Interaction Effects with Varying $N$ in $\mathrm{SU}(N)$ Symmetric Fermion Lattice Systems

The interaction effects in ultracold Fermi gases with $\mathrm{SU}(N)$ symmetry are studied nonperturbatively in half filled one-dimensional lattices by employing quantum Monte Carlo simulations. We find that, as $N$ increases, weak and strong interacting systems are driven to a crossover region, but from opposite directions as a convergence of itinerancy and Mottness. In the weak interaction region, particles are nearly itinerant, and interparticle collisions are enhanced by $N$, resulting in the amplification of interaction effects. In contrast, in the strong coupling region, increasing $N$ softens the Mott-insulating background through the enhanced virtual hopping processes. The crossover region exhibits nearly $N$-independent physical quantities, including the relative bandwidth, Fermi distribution, and the spin structure factor. The difference between even-$N$ and odd-$N$ systems is most prominent at small $N$’s with strong interactions, since the odd case allows local real hopping with an energy scale much larger than the virtual one. The above effects can be experimentally tested in ultracold atom experiments with alkaline-earth(-like) fermions such as ${}^{87}\mathrm{Sr}$ (${}^{173}\mathrm{Yb}$).

Figure 1

The relative bandwidth $W_R$ for even (a) and odd (b) $N$ at $\beta =30$. In both cases, the dashed lines shown as a guide from top to bottom correspond to $U/t=0.5,1.0,2.0,3.0,5.0,7.0,9.0,11.0,13.0,15.0,17.0,19.0$, respectively. The crossover lines with $U/t\approx 2$ (marked red) separating the weak and strong interaction regions are nearly $N$ independent. (a) For even $N$, $W_R$ decreases with $N$ in the weak interaction region, while it increases in the strong interaction region. (b) For odd $N$, the behavior for weak interactions is similar to (a). However, in the strong interaction regime, $W_R$ is nonmonotonic, first decreasing and then increasing with $N$.

Figure 2

Momentum distribution $n(k)$ in the strong interaction region for even (a) and odd (b) values of $N$. Parameter values are $U/t=15$ and $\beta =30$. All curves cross at $n(k_f=\pi /2)=1/2$. (a) For even $N$’s, $n(k)$ is driven towards the weak interaction distribution limit as $N$ increases. (b) For odd $N$’s, $n(k)$ exhibits nonmonotonic behavior as $N$ increases, which is consistent with that of the $W_R$ shown in Fig. 1.

Figure 3

The $N$ dependence of $S(Q=\pi )$ at $\beta =30$. (a) At $U/t=15$ (strong interaction), $S(\pi )$ for $N=2m-1$ and $2m$ are close, and the latter is slightly larger.

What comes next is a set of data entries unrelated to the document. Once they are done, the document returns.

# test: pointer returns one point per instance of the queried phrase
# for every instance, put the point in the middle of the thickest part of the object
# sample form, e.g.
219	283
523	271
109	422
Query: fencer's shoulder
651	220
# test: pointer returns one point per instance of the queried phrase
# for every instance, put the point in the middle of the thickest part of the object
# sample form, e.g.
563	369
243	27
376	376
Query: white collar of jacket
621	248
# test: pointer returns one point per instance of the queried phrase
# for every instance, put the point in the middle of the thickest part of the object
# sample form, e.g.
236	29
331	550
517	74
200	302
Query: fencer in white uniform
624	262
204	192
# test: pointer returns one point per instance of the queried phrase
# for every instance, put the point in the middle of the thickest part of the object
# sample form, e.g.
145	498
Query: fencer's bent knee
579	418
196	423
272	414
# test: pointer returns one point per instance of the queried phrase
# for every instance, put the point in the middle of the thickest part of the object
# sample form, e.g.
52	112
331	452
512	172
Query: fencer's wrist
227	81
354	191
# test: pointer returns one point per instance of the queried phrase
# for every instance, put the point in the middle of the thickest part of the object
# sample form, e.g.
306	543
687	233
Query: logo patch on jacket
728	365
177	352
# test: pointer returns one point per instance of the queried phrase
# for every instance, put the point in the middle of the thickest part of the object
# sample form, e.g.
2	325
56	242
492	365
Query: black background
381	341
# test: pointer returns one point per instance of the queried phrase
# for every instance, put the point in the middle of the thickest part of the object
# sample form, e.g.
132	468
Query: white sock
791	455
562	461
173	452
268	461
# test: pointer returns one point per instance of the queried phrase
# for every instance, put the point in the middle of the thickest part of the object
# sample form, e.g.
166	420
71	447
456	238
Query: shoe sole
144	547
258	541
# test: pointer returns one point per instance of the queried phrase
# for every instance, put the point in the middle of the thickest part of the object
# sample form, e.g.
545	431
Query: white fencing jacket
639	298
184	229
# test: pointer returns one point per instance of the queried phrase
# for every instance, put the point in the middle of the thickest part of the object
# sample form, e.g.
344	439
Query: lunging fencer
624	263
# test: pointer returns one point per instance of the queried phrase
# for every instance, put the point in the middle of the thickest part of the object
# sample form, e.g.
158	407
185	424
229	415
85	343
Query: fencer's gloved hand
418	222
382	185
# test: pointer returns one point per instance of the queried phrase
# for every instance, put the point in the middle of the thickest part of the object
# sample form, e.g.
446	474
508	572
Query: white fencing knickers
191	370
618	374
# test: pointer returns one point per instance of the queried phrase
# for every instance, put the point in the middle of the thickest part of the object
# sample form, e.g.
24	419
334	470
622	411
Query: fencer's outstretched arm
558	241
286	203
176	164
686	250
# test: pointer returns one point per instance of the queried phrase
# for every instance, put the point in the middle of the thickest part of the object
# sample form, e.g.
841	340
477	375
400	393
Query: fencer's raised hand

As $N$ increases, $S(\pi )$ drops rapidly showing the suppression of AFM correlations. (b) Similar to $W_R$, $S(\pi )$ exhibits opposite $N$ dependence in the weak and strong interaction regions. The crossover occurs around $U/t\approx 2$, consistent with $W_R$ shown in Fig. 1.

Figure 4

(a) The $T-U$ relations during the adiabatic process with a fixed specific entropy $\mathcal{S}/k_B=0.3$. As $U$ increases to the strong interaction region, the isoentropy curves with even and odd $N$’s behave differently, and they merge together from opposite directions in the large-$N$ limit. (b) The dimer correlation length ${\xi }_d$ vs the specific entropy $\mathcal{S}$. The correlation length increases with $N$ in general. The odd-$N$ systems (red) overall exhibit stronger dimerization instability than the even-$N$ ones (blue). (Inset) The real space correlation function $C_d(i,j)$ is shown for $N=7$ and $N=8$ for comparison at $\mathcal{S}/k_B=0.2$.